Clinical Research Associate

This is a fully remote position, open to applicants in Texas.

📋 Description

• Conduct site qualifications, initiate, monitor, and conclude visits for clinical trials.

• Ensure adherence to protocols, maintain data integrity, and prioritize patient safety throughout the trial process.

• Collaborate with investigators and site personnel to ensure seamless study execution.

• Review data and resolve queries to uphold the quality of clinical data.

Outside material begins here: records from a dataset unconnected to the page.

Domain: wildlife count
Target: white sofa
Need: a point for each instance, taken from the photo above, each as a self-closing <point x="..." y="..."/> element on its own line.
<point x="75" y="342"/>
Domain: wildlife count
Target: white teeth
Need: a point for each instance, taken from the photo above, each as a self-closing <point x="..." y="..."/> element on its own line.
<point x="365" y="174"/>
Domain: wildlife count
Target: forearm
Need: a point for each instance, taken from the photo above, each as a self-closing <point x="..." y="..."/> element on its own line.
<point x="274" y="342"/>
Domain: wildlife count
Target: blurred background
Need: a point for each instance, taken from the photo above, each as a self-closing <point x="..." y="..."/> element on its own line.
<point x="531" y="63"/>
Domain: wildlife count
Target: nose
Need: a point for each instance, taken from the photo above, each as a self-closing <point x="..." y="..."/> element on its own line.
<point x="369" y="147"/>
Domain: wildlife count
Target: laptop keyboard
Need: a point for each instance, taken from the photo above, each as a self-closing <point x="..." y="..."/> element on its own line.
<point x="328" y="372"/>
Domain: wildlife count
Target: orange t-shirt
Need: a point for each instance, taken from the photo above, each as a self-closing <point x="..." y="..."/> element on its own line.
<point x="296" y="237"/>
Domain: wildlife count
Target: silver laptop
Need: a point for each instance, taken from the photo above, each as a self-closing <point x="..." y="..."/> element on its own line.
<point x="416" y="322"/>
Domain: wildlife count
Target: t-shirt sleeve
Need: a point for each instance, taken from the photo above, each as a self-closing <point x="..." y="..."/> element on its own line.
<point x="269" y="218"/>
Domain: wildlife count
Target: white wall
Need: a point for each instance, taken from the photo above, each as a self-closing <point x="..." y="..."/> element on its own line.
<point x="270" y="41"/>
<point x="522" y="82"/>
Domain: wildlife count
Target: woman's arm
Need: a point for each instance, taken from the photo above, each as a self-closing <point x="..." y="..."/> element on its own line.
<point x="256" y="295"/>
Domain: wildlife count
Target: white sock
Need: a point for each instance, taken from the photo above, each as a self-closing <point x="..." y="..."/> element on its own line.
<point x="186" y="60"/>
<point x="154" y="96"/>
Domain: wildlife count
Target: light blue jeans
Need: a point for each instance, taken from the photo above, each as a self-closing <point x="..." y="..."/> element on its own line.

• Assist in the preparation and evaluation of study documentation, including protocols and clinical study reports.

⛳️ Requirements

• A Bachelor's degree in a scientific or healthcare-related discipline is strongly preferred.

• At least 2 years of experience as a Clinical Research Associate.

• Comprehensive understanding of clinical trial procedures, regulations, and ICH-GCP guidelines.

• Excellent organizational and communication skills with a keen attention to detail.

• Capacity to work both independently and as part of a team in a dynamic environment.

• Willingness to travel a minimum of 60% of the time (both internationally and domestically - by air and road).

• A valid driver’s license is required.

🏝️ Benefits

• Competitive base salary along with performance-based incentives.

• Health and wellness programs, including medical, dental, and vision coverage where applicable.

• Retirement and pension plans available.

• Life insurance and disability coverage offered.

• Employee assistance programs and wellness resources provided.

• Opportunities for learning and development through structured training and career pathways.